This week we have chosen to reflect on Evening Time.
There is a contemporary psalm – ‘A Sunset Psalm of Turning’, and Joyce Rupp’s ‘The Secret of Serenity’ – the evening of the year. Also, some music: a track from Belmont Abbey, Alan Rees’s ‘Stay with us, Lord’ – a reflection on words from the Emmaus story where the weary travellers at evening time invite Jesus to stay with them & share a meal with them, and David Hass’s ’At Evening’.
We end as usual with a blessing – not a musical one this week.
The words of ‘Stay with Us’ – in case you don’t catch them all!
Stay with us Lord, for day is almost over, come to us in peace & greet us with your word;
You we have known, your love has sought & found us, speak to us now, our brother & our Lord.
Stay with us Lord, your word like fire within us sheds its searching light on all our despair;
We had forgotten you, the risen Master, taking our way you talked with us there.

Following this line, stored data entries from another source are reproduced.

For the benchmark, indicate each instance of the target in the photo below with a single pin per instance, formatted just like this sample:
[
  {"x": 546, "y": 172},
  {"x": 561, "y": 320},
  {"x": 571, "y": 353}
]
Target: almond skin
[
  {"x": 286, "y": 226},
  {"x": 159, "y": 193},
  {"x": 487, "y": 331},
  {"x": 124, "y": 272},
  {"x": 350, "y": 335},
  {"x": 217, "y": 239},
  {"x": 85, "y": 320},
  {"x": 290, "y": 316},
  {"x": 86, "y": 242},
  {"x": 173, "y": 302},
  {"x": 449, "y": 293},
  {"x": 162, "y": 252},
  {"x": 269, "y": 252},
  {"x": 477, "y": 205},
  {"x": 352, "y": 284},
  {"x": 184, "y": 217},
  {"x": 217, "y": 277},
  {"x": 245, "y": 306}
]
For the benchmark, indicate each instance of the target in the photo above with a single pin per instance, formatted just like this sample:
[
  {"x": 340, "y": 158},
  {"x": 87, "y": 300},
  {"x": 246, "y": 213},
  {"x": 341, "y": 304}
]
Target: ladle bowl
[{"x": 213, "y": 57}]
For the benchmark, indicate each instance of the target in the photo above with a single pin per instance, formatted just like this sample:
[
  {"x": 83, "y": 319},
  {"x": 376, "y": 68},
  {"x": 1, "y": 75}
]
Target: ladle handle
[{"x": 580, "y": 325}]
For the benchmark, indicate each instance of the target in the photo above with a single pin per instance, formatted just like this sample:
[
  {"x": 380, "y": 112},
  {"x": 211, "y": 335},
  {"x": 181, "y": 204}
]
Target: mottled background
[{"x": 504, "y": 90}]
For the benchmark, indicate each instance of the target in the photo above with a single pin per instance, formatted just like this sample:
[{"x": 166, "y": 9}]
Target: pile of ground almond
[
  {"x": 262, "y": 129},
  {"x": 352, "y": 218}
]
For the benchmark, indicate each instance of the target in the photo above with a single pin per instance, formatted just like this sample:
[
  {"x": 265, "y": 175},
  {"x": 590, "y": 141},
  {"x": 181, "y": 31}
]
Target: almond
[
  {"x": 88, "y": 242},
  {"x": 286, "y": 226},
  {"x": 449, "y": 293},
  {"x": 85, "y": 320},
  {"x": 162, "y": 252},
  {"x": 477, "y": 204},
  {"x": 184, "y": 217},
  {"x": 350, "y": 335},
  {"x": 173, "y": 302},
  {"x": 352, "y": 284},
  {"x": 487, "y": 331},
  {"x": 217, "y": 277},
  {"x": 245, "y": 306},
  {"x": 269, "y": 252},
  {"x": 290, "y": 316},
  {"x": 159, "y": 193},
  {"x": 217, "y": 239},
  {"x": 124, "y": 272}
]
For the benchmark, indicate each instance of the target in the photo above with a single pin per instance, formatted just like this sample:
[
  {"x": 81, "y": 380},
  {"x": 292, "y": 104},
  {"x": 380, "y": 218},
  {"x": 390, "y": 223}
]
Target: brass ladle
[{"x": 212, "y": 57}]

Stay with us Lord, & ever go before us, soon will your future dawn on us like day;
Stretch out your hand to hold & lead us always, gentle & strong one, Lord of our way.
Enjoy your weekend!
A Sunset Psalm of Turning
Slowly we are turning once again
to look into the dark, star-sprinkled space
through which our planet is travelling.
All life is aware of the approaching view,
and the sunset beauty of this day’s end
is an overture to the awesome grandeur
of the eternal vision that awaits us.
As the earth turns outwards,
may my thoughts turn inwards
to the Sacred Mystery that dwells in my heart.
At the end of this day
I sing a song of thanksgiving
for the wonder of life.
I lift up my voice in gratitude
for all this day has held for me
as I turn my memory to its flood of gifts.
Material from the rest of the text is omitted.